The 2007 conflict between Russia and Estonia underscores a major problem with international convention and law: cyberspace is largely a grey area. A majority of the modern world communicates and stores information through the Internet, but there are no official conventions that police how states may or may not use it. This ambiguity should not exist; internationally-accepted norms must be established to define appropriate cyber behavior. Although the United Nations has made some important progress in determining what these norms should look like, the dialogue surrounding norms must appreciate the fact that most cyber threats today are not aimed at infrastructure, but at information.
Russia and The Need for Norms
Harvard Kennedy School professor Joseph S. Nye noted that the term “cyberwar” doesn’t even have a concrete definition. In an op-ed for Project Syndicate, Nye likens strategic studies of the cyber domain to nuclear strategy of the 1950s, in that “analysts are still not clear about the meaning of offense, defense, deterrence, escalation, norms, and arms control.”
The cyberattack on Estonia happened nearly a decade ago, but attacks between state powers have become more frequent in recent years. Today’s cybercrimes have the potential to not only destroy critical infrastructure, but undermine trust and cost governments and companies tremendous sums of money. On the heels of a U.S. presidential election in which Russia has been accused of meddling with America’s democracy, the need to define internationally-accepted cyber behavior is more vital than ever before.

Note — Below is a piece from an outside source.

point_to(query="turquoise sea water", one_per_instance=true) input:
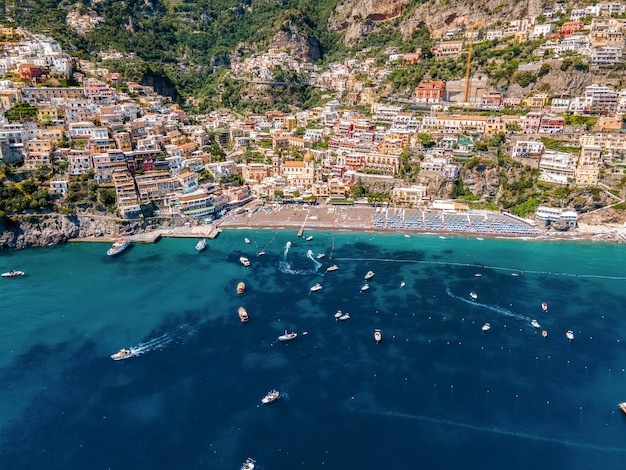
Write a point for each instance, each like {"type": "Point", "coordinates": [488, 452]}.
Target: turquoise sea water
{"type": "Point", "coordinates": [437, 392]}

Unless clear norms are set in place, Russia and other countries will continue to test the tolerance of their peers. Eventually, some experts believe this game of tactical trial-and-error may lead to catastrophe.
The Present Landscape
The largest-scale effort toward establishing norms to date has come from the United Nations, which has put together a series of Groups of Governmental Experts to report on the impact of information and communication technology on national security. Published in 2010, 2013, and 2015, the GGE reports contain recommendations for norms, rules, principles, and other measures by which the international community may approach the issue of cybersecurity in a more unified manner. Notably, the group concluded in 2013 that cybersecurity norms should reflect existing international principles and laws.
The United Nations’ work in this area has centered primarily around the military implications of the cyber domain. In a December 2015 event at Harvard’s John F. Kennedy Jr. Forum, Former Secretary of Defense Ash Carter underscored the defensive utility of cybersecurity norms: “Norms won’t necessarily offer that kind of hard protection, but norms do two things: they keep many people, most of the time, from doing something bad, and they provide the rationale that helps everyone else understand what must be done to protect them.”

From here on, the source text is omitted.